Incidentally, John McCain has previously said he would not strike Pakistan — even as other prominent Republicans criticized Barack Obama for threatening Pakistan in various ways.


An “act of war”

Examine these two policy-related statements and see if you can spot the nuclear illogic in one of these positions.

First, this is Iran’s statement after its missile tests, as reported by The Scotsman:

“The first US shot on Iran would set the United States’ vital interests in the world on fire,” said Ali Shirazi, a mid-ranking cleric who is Khamenei’s representative to the naval forces of Iran’s elite Revolutionary Guards. “Tel Aviv and the US fleet in the Persian Gulf would be targets that would be set on fire in Iran’s crushing response,” he said.

Next, the US position, according to an AP writer:

In late June, Vice Adm. Kevin Cosgriff, who was then the commander of the U.S. Navy’s 5th Fleet, said any attempt by Iran to seal off the Strait of Hormuz would be viewed as an act of war.

Did you spot the problem?

Yes, an Iranian attack on the Strait of Hormuz would be an act of war — but the Iranian position seems to be that war would already have started after a US attack on its nuclear program.

I heard this same sequence on TV this morning, so don’t think I’m just pasting together two different stories.

In this case, I could blame the media for taking a US quote from June and using it out of context this week. However, it appears that Vice Admiral Cosgriff was considering virtually the same scenario when he offered his threat:

An Iranian newspaper reported over the weekend that one of the country’s generals said Iran would take control of the key oil passageway in the Gulf if it were provoked.

Vice Adm. Kevin Cosgriff, commander of the U.S. Navy’s 5th Fleet, told journalists in Bahrain on Monday that “any attempt to close the Strait of Hormuz is an act of war” and said the U.S. would not allow it.

Surely Cosgriff understands the concept of retaliation, so this rhetoric must be intended to stir political support for American hectoring.


Escalation: Turkey enters the war?

I’ve warned before that one danger of war is that it can escalate. The Iraq war could escalate to include Turkey, which claims that it will attack Kurdistan Iraq. From Monday’s Times of London (it is already October 22 there):

Turkey will launch military action against Kurdish rebels in northern Iraq despite frantic appeals for restraint from America and Nato, its Prime Minister has told The Times.
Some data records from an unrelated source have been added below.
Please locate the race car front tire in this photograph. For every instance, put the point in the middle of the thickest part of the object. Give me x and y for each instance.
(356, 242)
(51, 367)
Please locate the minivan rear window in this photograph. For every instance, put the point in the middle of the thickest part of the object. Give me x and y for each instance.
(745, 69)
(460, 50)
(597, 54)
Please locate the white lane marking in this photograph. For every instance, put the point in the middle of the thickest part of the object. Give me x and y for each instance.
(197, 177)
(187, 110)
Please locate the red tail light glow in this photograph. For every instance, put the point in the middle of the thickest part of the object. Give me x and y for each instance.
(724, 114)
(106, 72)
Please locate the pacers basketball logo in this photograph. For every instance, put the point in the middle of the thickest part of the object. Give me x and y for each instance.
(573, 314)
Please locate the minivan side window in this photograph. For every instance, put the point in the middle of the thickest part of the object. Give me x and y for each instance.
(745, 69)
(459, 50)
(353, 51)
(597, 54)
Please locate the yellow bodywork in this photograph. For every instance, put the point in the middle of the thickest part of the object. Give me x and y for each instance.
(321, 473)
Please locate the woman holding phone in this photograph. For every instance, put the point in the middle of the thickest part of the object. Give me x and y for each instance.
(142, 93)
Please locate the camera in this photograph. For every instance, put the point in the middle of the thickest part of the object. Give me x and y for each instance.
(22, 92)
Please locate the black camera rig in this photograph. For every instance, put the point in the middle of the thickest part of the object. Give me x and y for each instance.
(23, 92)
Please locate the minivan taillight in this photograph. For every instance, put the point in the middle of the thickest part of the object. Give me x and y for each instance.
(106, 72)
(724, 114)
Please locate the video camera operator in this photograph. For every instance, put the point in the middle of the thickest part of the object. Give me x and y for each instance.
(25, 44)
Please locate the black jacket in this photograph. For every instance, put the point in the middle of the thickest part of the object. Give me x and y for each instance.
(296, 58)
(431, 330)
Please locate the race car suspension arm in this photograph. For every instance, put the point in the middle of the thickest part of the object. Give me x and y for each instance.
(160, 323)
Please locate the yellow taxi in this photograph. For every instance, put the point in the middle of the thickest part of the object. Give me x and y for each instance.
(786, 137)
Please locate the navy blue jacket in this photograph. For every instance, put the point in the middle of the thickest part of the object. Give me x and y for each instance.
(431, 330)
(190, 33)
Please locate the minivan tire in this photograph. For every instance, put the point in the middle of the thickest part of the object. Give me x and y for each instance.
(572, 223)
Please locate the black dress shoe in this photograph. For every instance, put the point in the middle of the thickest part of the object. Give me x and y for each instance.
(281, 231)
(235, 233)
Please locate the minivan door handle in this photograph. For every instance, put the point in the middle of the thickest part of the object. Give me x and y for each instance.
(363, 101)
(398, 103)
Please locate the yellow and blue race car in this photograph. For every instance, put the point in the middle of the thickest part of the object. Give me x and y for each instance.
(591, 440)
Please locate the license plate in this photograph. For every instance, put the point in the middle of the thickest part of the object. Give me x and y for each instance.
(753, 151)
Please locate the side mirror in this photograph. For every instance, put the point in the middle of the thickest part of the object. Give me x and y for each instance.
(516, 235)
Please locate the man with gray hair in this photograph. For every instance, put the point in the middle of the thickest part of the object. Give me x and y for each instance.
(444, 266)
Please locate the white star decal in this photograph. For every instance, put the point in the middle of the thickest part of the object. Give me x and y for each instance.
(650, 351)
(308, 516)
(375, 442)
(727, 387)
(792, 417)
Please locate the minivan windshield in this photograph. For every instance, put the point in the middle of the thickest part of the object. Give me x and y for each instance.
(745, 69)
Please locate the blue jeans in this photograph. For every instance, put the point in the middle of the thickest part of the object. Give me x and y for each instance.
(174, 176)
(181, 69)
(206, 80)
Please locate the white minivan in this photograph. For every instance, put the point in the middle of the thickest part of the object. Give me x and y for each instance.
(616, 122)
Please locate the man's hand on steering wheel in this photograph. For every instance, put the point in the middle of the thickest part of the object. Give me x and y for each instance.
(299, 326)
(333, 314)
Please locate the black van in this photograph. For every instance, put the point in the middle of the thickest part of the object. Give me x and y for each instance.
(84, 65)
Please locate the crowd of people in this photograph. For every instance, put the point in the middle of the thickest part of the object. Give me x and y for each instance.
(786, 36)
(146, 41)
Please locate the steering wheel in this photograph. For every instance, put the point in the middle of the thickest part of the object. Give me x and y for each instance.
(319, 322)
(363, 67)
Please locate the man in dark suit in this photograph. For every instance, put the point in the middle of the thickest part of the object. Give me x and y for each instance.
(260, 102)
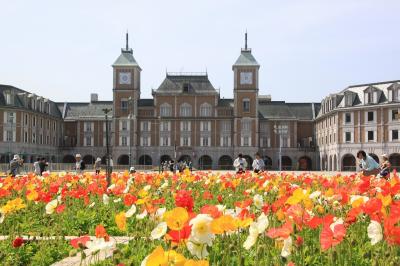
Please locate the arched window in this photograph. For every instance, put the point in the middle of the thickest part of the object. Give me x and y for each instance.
(165, 109)
(205, 109)
(186, 109)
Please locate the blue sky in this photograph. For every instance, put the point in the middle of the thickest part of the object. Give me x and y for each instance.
(307, 49)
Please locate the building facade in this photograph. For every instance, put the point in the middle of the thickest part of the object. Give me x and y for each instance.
(186, 119)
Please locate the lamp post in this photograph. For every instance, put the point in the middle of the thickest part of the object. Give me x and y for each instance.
(280, 130)
(108, 177)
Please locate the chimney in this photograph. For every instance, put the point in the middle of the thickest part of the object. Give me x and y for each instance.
(94, 97)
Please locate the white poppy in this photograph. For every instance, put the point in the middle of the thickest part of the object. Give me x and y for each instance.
(375, 232)
(287, 247)
(159, 231)
(51, 206)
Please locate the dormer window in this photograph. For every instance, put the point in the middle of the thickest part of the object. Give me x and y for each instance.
(186, 87)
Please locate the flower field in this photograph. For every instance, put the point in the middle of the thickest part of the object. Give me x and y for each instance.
(202, 218)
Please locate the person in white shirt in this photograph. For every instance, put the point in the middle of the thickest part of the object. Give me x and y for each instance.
(258, 164)
(240, 164)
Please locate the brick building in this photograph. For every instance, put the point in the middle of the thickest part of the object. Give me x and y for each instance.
(186, 119)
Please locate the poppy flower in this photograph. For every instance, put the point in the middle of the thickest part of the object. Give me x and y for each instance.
(331, 237)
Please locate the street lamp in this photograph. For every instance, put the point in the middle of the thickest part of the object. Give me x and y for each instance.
(280, 130)
(108, 176)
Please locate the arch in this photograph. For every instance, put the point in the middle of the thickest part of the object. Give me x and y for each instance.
(123, 159)
(268, 162)
(165, 157)
(145, 160)
(205, 162)
(373, 155)
(185, 158)
(225, 162)
(249, 161)
(348, 162)
(394, 160)
(286, 163)
(305, 163)
(69, 159)
(88, 159)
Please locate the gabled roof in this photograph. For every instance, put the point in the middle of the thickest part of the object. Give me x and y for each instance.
(21, 99)
(191, 82)
(246, 59)
(126, 59)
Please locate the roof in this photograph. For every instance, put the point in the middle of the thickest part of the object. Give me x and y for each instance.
(126, 59)
(94, 110)
(197, 83)
(22, 99)
(246, 59)
(146, 103)
(280, 110)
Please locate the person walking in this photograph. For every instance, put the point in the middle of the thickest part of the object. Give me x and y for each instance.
(97, 165)
(80, 164)
(258, 164)
(15, 164)
(36, 167)
(368, 165)
(385, 167)
(240, 164)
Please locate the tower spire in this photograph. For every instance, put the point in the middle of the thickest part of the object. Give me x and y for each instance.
(127, 41)
(245, 40)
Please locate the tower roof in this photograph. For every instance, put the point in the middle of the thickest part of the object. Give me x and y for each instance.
(126, 58)
(246, 58)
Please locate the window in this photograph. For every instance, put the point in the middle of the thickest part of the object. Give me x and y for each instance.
(225, 141)
(10, 117)
(185, 126)
(205, 109)
(205, 141)
(165, 126)
(225, 126)
(185, 141)
(165, 110)
(124, 141)
(145, 126)
(347, 118)
(395, 134)
(88, 126)
(246, 105)
(205, 126)
(370, 135)
(246, 125)
(165, 141)
(9, 135)
(186, 109)
(370, 116)
(395, 114)
(124, 104)
(348, 136)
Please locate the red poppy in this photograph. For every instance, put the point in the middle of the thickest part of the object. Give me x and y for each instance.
(329, 238)
(79, 242)
(177, 236)
(282, 232)
(18, 242)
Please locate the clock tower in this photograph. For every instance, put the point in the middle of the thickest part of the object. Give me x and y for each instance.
(126, 94)
(245, 74)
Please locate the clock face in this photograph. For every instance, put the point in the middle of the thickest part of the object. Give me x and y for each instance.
(246, 78)
(125, 78)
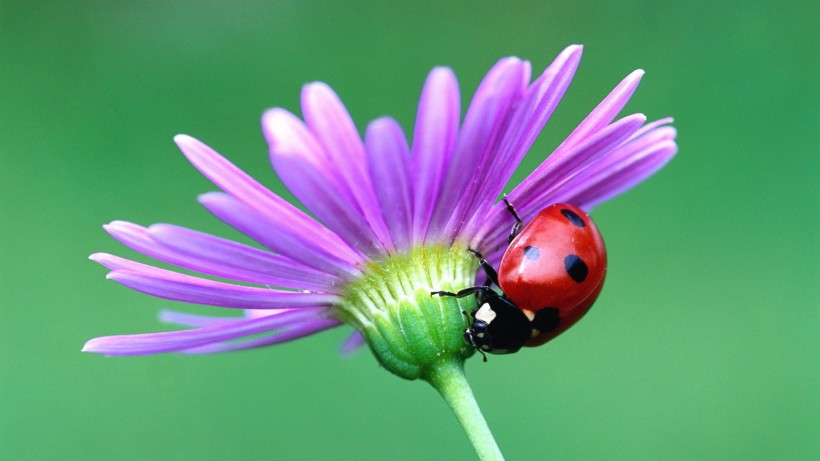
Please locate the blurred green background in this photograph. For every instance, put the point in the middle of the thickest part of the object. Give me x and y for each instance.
(704, 344)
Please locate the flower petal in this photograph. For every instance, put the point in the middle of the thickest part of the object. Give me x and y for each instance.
(530, 117)
(264, 229)
(389, 162)
(333, 127)
(487, 117)
(604, 112)
(540, 187)
(186, 288)
(279, 337)
(630, 165)
(313, 177)
(155, 343)
(293, 228)
(434, 139)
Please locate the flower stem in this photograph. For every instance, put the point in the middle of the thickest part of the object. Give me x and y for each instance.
(448, 378)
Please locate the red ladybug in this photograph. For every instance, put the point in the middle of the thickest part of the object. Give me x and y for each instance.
(551, 273)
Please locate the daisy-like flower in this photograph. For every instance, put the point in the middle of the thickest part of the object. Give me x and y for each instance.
(391, 221)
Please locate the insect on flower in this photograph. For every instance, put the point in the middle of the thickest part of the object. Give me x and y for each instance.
(392, 221)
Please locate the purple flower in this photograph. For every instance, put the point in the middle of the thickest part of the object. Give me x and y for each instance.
(390, 215)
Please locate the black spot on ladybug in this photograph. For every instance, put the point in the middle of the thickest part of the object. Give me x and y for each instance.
(576, 268)
(573, 217)
(546, 319)
(532, 253)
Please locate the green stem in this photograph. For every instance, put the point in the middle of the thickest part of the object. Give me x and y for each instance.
(449, 380)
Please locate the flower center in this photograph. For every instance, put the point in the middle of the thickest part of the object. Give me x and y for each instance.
(407, 328)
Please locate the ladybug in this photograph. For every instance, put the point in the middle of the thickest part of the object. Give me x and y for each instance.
(550, 274)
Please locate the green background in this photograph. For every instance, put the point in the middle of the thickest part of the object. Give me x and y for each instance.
(704, 344)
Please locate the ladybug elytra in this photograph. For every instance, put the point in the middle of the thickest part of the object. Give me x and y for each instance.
(549, 276)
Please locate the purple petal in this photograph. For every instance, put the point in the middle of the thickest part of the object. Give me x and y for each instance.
(263, 229)
(352, 344)
(186, 288)
(155, 343)
(334, 129)
(434, 139)
(389, 162)
(530, 117)
(313, 177)
(535, 190)
(628, 166)
(196, 321)
(290, 334)
(538, 189)
(292, 227)
(222, 258)
(487, 117)
(604, 113)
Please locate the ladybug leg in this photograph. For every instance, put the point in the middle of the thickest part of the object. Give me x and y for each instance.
(517, 226)
(488, 269)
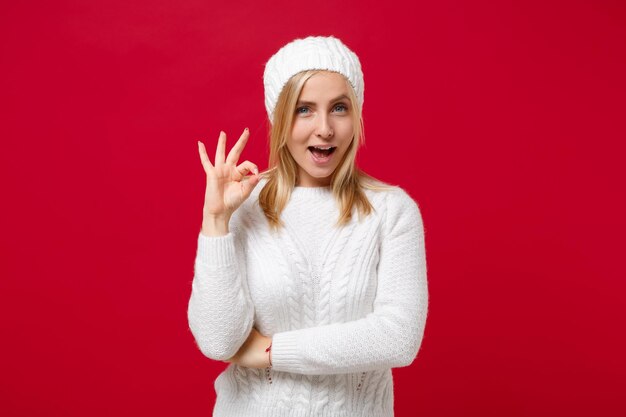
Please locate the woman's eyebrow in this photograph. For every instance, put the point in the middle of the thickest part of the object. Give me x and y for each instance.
(304, 102)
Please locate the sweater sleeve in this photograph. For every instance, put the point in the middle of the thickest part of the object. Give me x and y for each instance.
(389, 336)
(220, 311)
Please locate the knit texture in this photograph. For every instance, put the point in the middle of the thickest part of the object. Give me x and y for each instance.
(313, 52)
(343, 305)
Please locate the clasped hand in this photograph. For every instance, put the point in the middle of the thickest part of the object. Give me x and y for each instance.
(252, 353)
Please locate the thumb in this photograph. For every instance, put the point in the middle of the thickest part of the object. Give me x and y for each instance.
(249, 185)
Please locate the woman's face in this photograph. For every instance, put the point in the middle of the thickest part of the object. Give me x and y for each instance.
(323, 120)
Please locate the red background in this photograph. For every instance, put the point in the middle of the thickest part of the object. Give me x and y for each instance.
(504, 120)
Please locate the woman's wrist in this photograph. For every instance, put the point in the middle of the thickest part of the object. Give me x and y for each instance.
(215, 226)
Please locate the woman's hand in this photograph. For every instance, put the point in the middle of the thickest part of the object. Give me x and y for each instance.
(252, 353)
(227, 186)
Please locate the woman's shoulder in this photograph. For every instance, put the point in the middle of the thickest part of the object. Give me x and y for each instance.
(390, 193)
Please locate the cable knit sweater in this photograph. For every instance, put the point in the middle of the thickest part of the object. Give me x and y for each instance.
(343, 305)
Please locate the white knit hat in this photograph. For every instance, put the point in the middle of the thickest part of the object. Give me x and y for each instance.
(314, 52)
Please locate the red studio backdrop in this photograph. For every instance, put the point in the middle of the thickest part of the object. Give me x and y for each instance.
(504, 120)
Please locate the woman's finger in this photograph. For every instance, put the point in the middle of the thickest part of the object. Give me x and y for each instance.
(221, 149)
(204, 158)
(247, 166)
(235, 152)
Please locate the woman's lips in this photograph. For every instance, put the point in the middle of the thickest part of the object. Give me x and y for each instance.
(322, 160)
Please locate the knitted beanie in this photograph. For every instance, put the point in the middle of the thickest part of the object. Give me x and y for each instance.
(313, 52)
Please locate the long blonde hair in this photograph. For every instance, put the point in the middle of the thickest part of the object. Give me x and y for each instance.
(347, 181)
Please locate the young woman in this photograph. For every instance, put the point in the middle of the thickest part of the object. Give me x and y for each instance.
(310, 278)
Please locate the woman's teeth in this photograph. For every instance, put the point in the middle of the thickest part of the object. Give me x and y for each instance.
(322, 152)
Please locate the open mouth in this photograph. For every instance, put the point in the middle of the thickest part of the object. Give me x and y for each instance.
(322, 152)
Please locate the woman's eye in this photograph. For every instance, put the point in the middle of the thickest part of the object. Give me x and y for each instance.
(302, 110)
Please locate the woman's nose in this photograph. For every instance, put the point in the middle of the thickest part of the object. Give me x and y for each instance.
(323, 128)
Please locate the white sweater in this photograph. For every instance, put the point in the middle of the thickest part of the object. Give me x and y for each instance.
(343, 305)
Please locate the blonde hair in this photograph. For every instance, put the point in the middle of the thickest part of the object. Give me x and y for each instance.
(347, 181)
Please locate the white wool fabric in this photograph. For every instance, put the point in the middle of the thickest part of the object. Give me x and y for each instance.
(343, 306)
(313, 52)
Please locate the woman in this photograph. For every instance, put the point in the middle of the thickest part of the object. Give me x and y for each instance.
(310, 278)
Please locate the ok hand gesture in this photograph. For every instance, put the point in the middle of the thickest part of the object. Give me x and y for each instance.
(227, 186)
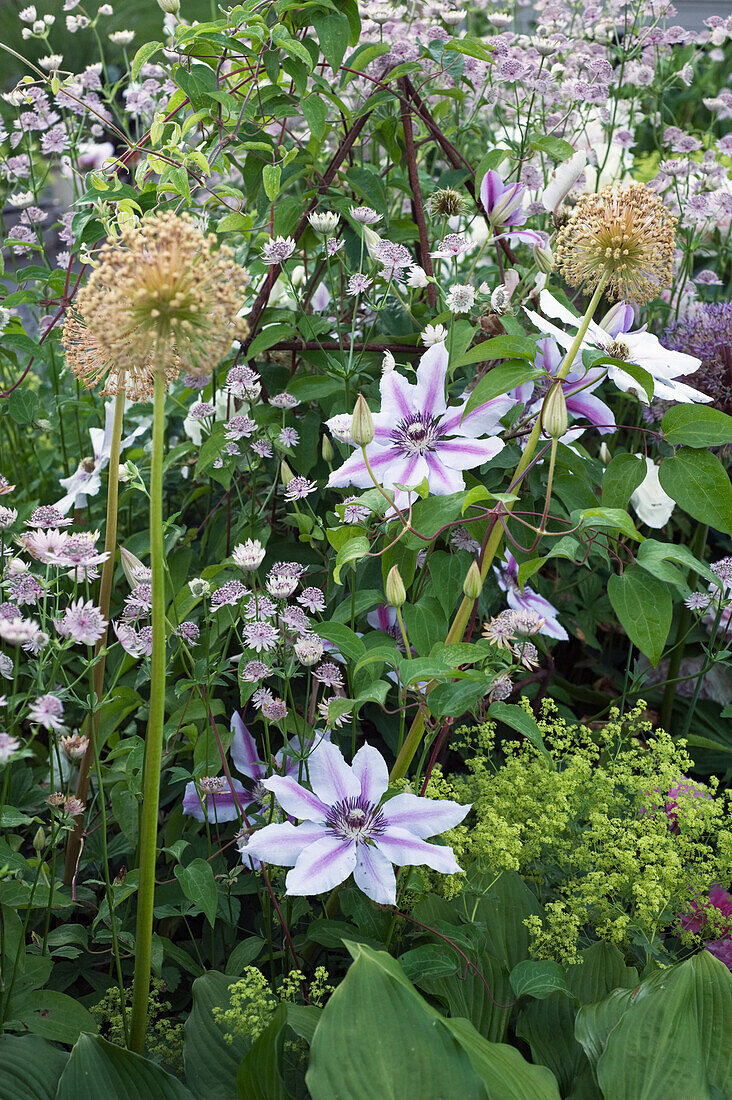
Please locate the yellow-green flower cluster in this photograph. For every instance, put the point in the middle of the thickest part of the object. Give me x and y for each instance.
(252, 1002)
(589, 827)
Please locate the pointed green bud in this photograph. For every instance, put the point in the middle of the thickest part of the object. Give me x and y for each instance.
(395, 590)
(554, 413)
(361, 422)
(473, 582)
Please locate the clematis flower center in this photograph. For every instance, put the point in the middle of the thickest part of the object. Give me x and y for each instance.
(416, 433)
(356, 820)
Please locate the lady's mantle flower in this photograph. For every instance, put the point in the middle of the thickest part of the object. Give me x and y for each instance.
(348, 828)
(526, 600)
(417, 437)
(613, 336)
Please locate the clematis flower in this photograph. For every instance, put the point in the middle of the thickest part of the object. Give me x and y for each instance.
(506, 574)
(651, 503)
(619, 341)
(417, 437)
(87, 482)
(348, 828)
(504, 206)
(578, 388)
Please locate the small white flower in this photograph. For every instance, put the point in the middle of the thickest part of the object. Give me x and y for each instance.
(433, 334)
(460, 298)
(652, 505)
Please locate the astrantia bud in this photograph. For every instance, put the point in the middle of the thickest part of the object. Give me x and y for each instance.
(554, 414)
(544, 259)
(361, 422)
(473, 582)
(395, 590)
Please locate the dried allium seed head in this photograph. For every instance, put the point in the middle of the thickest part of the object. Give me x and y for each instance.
(624, 234)
(446, 202)
(161, 298)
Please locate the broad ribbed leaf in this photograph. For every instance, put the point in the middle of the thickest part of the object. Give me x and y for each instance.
(210, 1063)
(98, 1068)
(30, 1068)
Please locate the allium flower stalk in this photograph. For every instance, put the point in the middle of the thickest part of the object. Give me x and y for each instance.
(622, 239)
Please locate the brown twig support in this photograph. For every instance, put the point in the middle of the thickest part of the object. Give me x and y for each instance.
(417, 205)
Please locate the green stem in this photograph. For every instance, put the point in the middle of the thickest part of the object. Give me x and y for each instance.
(697, 548)
(460, 622)
(154, 738)
(74, 843)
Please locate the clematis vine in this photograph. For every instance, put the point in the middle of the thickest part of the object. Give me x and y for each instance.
(87, 481)
(615, 337)
(418, 438)
(578, 388)
(347, 827)
(526, 600)
(504, 206)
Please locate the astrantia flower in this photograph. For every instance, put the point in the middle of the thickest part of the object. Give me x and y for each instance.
(358, 284)
(47, 516)
(8, 746)
(460, 298)
(159, 289)
(506, 574)
(83, 623)
(47, 712)
(297, 488)
(249, 554)
(614, 337)
(348, 829)
(624, 235)
(433, 334)
(277, 250)
(417, 437)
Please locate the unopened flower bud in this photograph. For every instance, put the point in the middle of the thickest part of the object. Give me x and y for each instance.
(544, 259)
(554, 414)
(473, 582)
(361, 422)
(395, 590)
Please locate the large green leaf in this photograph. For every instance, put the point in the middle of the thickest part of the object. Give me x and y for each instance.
(98, 1068)
(699, 484)
(672, 1038)
(30, 1067)
(210, 1063)
(379, 1040)
(260, 1074)
(697, 426)
(644, 607)
(505, 1074)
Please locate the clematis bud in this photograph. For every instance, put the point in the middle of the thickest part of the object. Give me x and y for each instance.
(361, 422)
(554, 414)
(473, 582)
(327, 451)
(544, 259)
(395, 590)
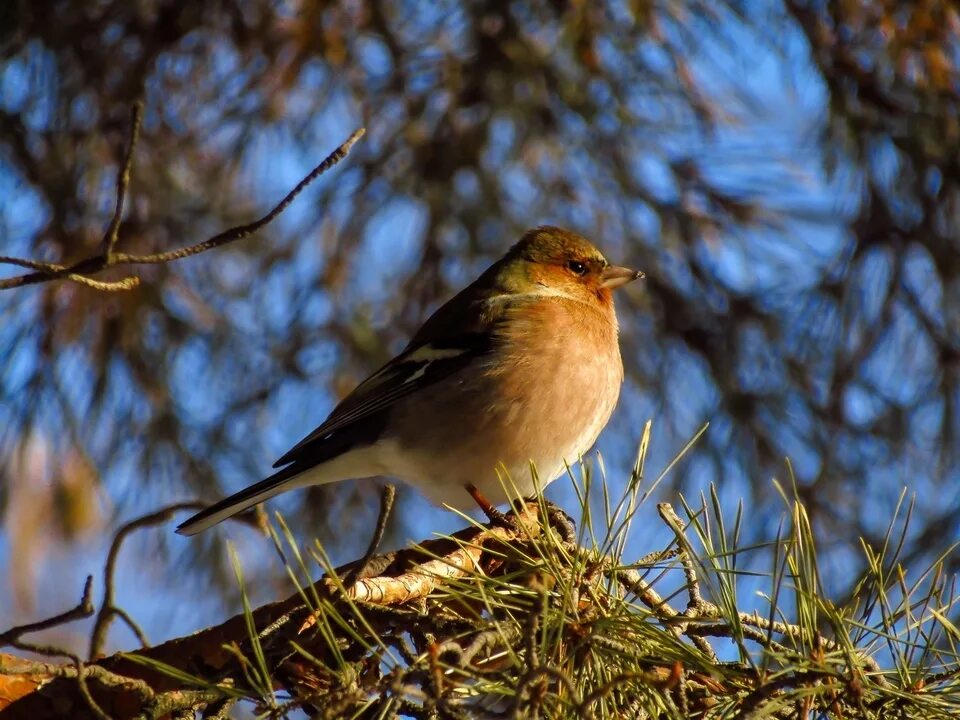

Speaking hours before the PKK, the Kurdish Workers’ Party, killed at least 17 more Turkish soldiers yesterday, Recep Tayyip Erdogan said that Turkey had urged the US and Iraqi governments repeatedly to expel the separatists but they had done nothing. Turkey’s patience was running out and the country had every right to defend itself, he said. “Whatever is necessary will be done,” he declared in an interview. “We don’t have to get permission from anybody.”

Last Wednesday, the Turkish parliament voted overwhelmingly to authorize such an attack.

And be sure that if Turkey attacks, there will be a fight.

Again, the Times of London reports:

The Kurdish regional government, which has a force of about 100,000 men, has promised to resist any incursions.

Turkey has an estimated 60,000 troops on the border with Iraq.

PM Erdogan sounds like he has fully embraced the Bush Doctrine:

“If a neighbouring country is providing a safe haven for terrorism . . . we have rights under international law and we will use those rights and we don’t have to get permission from anybody.”

Turkey is a NATO member state, but none of its allies seem sympathetic to the argument that Turkey is already under armed attack.